Another friend, Ian, had invited a girl named Raquel, who we were all much obliged to meet. I hope, for posterity’s sake, that I have spelled her name right. Apparently, I kept bumping my ass into her all night. It was hard to feel humiliated at the time, given that quite a few Indie kids were sweatily dancing all around us, but hindsight, besides being proverbially 20/20, is a helluva humiliator. Sorry, ma’am.

The opening band was called Tickley Feather, which brought to mind all manner of negative connotations, but they actually turned out to be good. A co-ed two piece, Tickley Feather managed a set of hypnotic minimalist electronica with a fairly severe hippie dippie vibe.

But then, the real show started. On this occasion, Animal Collective’s set-up consisted of several anatomy skeletons duded up like ballerinas, and a light show comprised of seizure-inducing LEDs. They performed again as a three piece (Deakin, where are ye?).

Soon, Avey, Panda, and Geologist began to do their thing, which was pretty much the musical equivalent of shouting “Fuck all you haters!”

The show was weighted towards newer Caribbean or African vibed unreleased material, which was awesome, somewhat strange, and wonderful. This was some incredibly happy, intensely psychedelic, inexorably danceable shit. Some of the released songs played include “Who Could Win a Rabbit,” “Peacebone,” “Unsolved Mysteries,” “Fireworks,” “Chores,” “We Tigers,” and a bunch of other shit I can’t remember.

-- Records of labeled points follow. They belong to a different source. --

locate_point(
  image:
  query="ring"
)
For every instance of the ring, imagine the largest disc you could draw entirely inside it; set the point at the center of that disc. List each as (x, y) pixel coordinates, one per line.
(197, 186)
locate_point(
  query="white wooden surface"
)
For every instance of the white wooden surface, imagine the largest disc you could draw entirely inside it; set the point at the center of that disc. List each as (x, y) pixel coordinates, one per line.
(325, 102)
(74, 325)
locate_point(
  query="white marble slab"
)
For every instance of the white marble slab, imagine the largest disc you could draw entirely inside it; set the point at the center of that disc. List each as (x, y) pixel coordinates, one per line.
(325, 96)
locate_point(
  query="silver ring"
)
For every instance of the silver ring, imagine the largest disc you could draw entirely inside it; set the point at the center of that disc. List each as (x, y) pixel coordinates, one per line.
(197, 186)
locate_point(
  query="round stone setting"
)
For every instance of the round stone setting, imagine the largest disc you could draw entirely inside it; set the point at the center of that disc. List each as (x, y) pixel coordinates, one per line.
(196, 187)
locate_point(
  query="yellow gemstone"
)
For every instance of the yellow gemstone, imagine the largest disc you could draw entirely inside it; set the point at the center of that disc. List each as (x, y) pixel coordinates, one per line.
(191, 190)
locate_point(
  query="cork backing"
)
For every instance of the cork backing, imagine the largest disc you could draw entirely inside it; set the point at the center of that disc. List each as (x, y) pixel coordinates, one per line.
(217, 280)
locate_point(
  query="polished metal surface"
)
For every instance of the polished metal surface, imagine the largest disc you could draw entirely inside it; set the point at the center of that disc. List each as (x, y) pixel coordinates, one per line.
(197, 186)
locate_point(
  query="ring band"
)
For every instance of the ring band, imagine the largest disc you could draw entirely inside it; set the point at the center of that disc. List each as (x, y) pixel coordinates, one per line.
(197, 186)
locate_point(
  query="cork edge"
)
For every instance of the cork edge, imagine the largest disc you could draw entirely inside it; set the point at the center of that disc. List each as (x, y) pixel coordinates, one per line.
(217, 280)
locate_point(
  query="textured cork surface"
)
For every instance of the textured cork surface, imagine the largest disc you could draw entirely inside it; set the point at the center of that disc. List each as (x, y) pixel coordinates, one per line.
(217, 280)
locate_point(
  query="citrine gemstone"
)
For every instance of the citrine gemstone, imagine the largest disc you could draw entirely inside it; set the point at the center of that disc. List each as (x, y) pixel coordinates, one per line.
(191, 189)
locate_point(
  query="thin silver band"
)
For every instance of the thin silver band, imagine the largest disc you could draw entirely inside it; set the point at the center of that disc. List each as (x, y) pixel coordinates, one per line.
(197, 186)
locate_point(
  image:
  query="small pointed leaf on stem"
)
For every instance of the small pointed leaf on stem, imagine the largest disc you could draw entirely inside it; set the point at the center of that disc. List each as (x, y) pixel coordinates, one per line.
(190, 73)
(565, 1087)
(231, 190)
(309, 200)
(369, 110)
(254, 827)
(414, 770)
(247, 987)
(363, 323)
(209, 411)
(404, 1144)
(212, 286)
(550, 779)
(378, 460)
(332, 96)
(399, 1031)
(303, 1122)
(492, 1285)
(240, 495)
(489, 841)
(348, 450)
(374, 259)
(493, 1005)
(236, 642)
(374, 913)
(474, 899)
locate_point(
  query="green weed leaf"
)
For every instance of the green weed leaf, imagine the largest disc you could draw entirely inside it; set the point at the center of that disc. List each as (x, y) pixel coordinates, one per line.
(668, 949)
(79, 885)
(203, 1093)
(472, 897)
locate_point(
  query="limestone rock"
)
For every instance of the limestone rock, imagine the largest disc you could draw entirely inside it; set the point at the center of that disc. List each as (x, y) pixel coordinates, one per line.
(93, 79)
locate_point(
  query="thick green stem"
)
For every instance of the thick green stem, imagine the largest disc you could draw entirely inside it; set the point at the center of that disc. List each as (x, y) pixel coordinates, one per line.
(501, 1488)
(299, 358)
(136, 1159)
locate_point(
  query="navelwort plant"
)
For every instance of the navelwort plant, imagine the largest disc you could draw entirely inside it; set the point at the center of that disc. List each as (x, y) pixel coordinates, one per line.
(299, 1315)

By the end of it, they had played for damn near two hours, and I was saturated. I brought a little bit of the country to the big city, as McCaskill told me, by ripping my shirt off as soon as I got outside. When I began whipping members of my party with it, I was informed that my fate could soon resemble that of Mastodon’s Brent Hinds, who was pummeled for the same reason.

I didn’t care; I was euphoric. Merch-wise, I got a Reverend Green shirt, the Grass single, which contains one of my favorite rare tracks, “Fickle Cycle,” and a swell four video DVD.

Kristin was hammered and somewhat annoying to McCaskill, but after we ate at Waffle house, she and I both passed the fuck out. Good trip, peeps, good trip.